Essas grandes orientações são relativamente estáveis nas últimas décadas e, se não alcançam a unanimidade, atingem pelo menos um alargado consenso entre as forças políticas e a opinião pública.

Apesar da vastidão do tema, é possível ensaiar uma síntese dessas coordenadas, articulando-as em torno de três eixos: os objectivos gerais, as plataformas multilaterais e as relações bilaterais.

 

Os objectivos gerais

Os documentos oficiais não utilizam certos termos que, num passado ainda recente, eram expressões obrigatórias da linguagem diplomática, como seriam “defesa da soberania”, “protecção do interesse nacional”, “expansão da influência”, “afirmação de potência”...

A terminologia hoje utilizada libertou-se destes conceitos “clássicos” e formula de modo novo os grandes objectivos da política externa.

A construção europeia é considerada um desígnio nacional de primeiro plano, empenhando-se Portugal na consolidação da Europa como espaço democrático de segurança e estabilidade e de integração política e económica.

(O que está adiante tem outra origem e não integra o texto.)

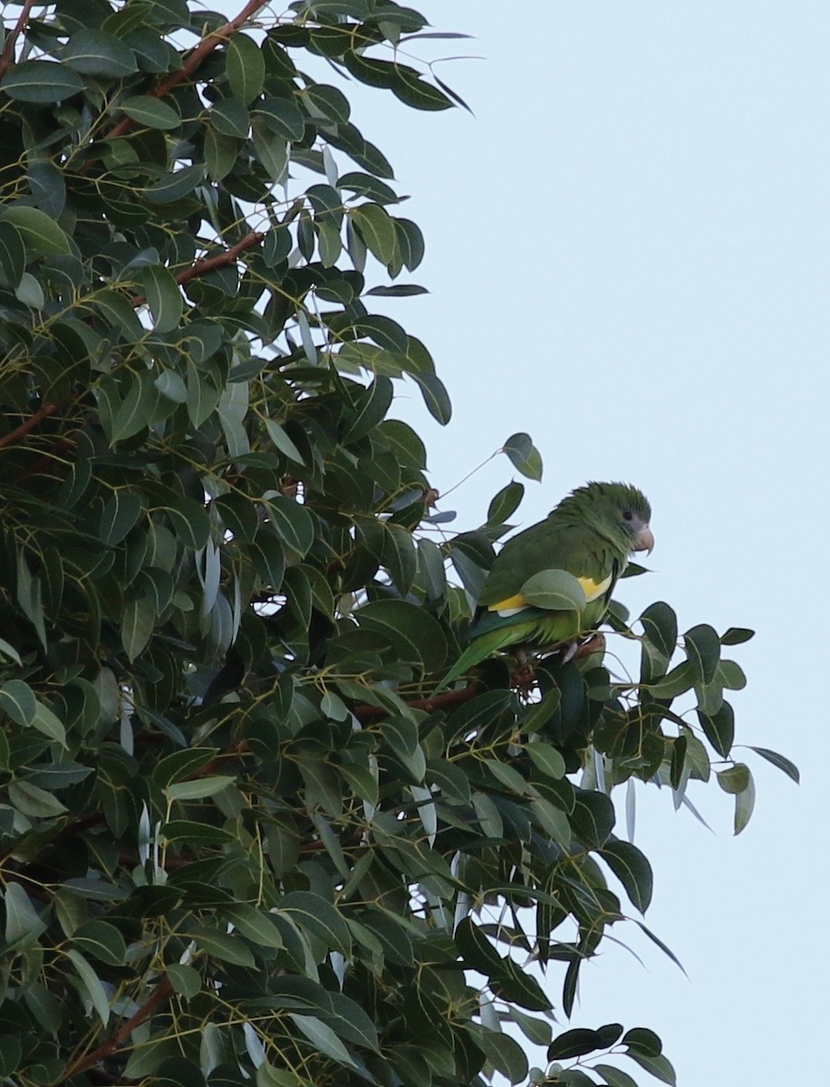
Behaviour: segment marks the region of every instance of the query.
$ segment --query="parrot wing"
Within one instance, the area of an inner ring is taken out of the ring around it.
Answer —
[[[566,570],[590,602],[609,598],[622,572],[619,551],[590,525],[557,523],[556,513],[505,544],[487,576],[480,603],[491,611],[524,608],[521,587],[545,570]]]

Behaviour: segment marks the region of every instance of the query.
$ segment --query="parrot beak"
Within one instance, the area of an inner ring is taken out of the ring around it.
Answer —
[[[654,536],[652,529],[648,525],[645,528],[641,528],[636,535],[636,542],[633,547],[634,551],[647,551],[648,554],[654,550]]]

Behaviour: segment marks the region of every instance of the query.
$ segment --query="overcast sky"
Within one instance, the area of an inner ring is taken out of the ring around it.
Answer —
[[[426,235],[411,278],[432,293],[385,309],[425,340],[453,396],[443,430],[423,423],[417,393],[400,405],[425,432],[435,486],[528,430],[545,476],[522,524],[586,479],[642,487],[654,573],[622,599],[668,600],[681,630],[757,629],[733,651],[750,679],[738,740],[803,772],[796,787],[746,752],[758,800],[739,838],[717,785],[690,787],[715,835],[668,794],[640,790],[635,840],[656,874],[646,920],[691,980],[618,926],[646,969],[609,946],[584,972],[572,1025],[652,1026],[681,1087],[818,1082],[830,4],[413,7],[473,35],[429,55],[483,58],[436,68],[475,116],[349,96]],[[499,458],[447,499],[459,527],[511,474]]]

Defende-se a gradualidade do processo de edificação europeia, não sendo claro se a posição portuguesa se aproxima ou se afasta do modelo federal. A integração do país nas instituições europeias, pan-europeias e transatlânticas é entendida como forma de partilhar a soberania numa comunidade internacional aberta e multilateralizada.

Tal não significa a diluição dos interesses portugueses. Num texto especialmente autorizado, a prossecução desses interesses é formulada como “a valorização continuada das especificidades do papel de Portugal no mundo”. Entre essas especificidades destacam-se a projecção da língua portuguesa, o relacionamento fraterno com os demais membros da comunidade de Estados cumpridores das regras do direito internacional e a utilidade para outras regiões do mundo da recente experiência portuguesa nos domínios da democratização, descolonização e liberalização económica. Como era de prever, particular ênfase é atribuída à questão da língua portuguesa, falada por cerca de 200 milhões de pessoas e com uma comunidade portuguesa e lusodescendente espalhada pelo mundo.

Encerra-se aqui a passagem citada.